CHI - Calinski-Harabasz Index

The Calinski-Harabasz Index (CHI) also known as the Variance Ratio Criterion, is an internal clustering evaluation metric [34] . It computes the ratio of the sum of between-cluster dispersion to within-cluster dispersion for all clusters.

Intuitively, CHI evaluates the validity of a clustering based on the average between- and within-cluster sum of squares. It answers the question: “How well-separated are the clusters relative to how compact they are?” A higher score implies that clusters are dense (low within-cluster variance) and well-separated (high between-cluster variance).

\[\text{CHI} = \frac{\text{Tr}(B_K)}{\text{Tr}(W_K)} \times \frac{N - K}{K - 1}\]

Where:

  • \(N\) is the total number of data points (samples).

  • \(K\) is the number of clusters.

  • \(\text{Tr}(B_K)\) is the trace of the between-group dispersion matrix.

  • \(\text{Tr}(W_K)\) is the trace of the within-cluster dispersion matrix.


Handling Edge Cases (Finite Values)

The Calinski-Harabasz index is mathematically undefined when there is only one cluster (\(K = 1\)), as the denominator \((K - 1)\) becomes zero. The function provides parameters to safely handle this scenario:

  • force_finite (bool): If True, the function will catch the undefined mathematical operation and return a safe, finite number instead of raising an exception. Default is True.
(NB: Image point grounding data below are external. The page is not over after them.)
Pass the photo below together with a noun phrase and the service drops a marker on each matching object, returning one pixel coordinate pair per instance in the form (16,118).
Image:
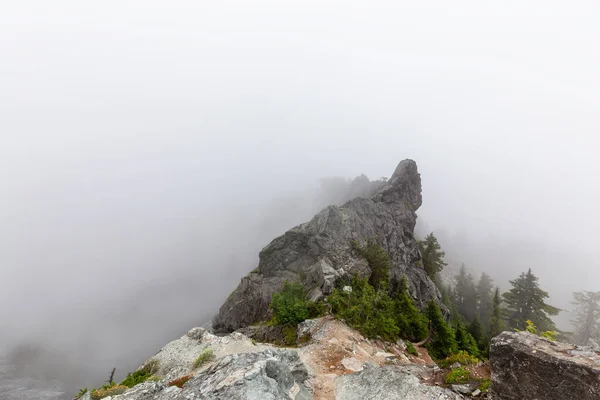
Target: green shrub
(370,312)
(204,357)
(290,305)
(411,349)
(136,377)
(461,357)
(290,334)
(179,382)
(108,390)
(464,340)
(485,385)
(458,375)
  • finite_value (float): The specific fallback value returned when force_finite=True and the clustering has only 1 cluster. Default is 0.0.


Properties

  • Best possible score: No strict upper bound (Higher value is better).

  • Worst possible score: 0.0

  • Range: [0.0, +inf)

  • Notes: This metric in scikit-learn library is wrong in calculate the intra_disp variable (WGSS) Scikit-Learn Calinski-Harabasz


Example Usage

from permetrics.clustering import ClusteringMetric
import numpy as np

# ==============================================================================
# SCENARIO 1: Normal Clustering Evaluation
# ==============================================================================
print("--- 1. BASIC CALINSKI-HARABASZ INDEX EXAMPLE ---")

X_data = np.array([[1, 2], [1, 4], [1, 0], [10, 2], [10, 4], [10, 0]])
y_pred_labels = np.array([0, 0, 0, 1, 1, 1])

cm = ClusteringMetric(X=X_data, y_pred=y_pred_labels)
chi_score = cm.CHI()
print(f"Calinski-Harabasz Index: {chi_score}")

# ==============================================================================
# SCENARIO 2: Edge Case with 1 Cluster (Demonstrating force_finite)
# ==============================================================================
print("\n--- 2. EDGE CASE (1 CLUSTER) EXAMPLE ---")

# All data points are predicted to be in the same single cluster (label 0)
y_pred_single = np.array([0, 0, 0, 0, 0, 0])
cm_single = ClusteringMetric(X=X_data, y_pred=y_pred_single)

# Returns the finite_value (0.0) instead of crashing
chi_safe = cm_single.CHI(force_finite=True, finite_value=0.0)
print(f"CHI with 1 cluster (Safe Mode): {chi_safe}")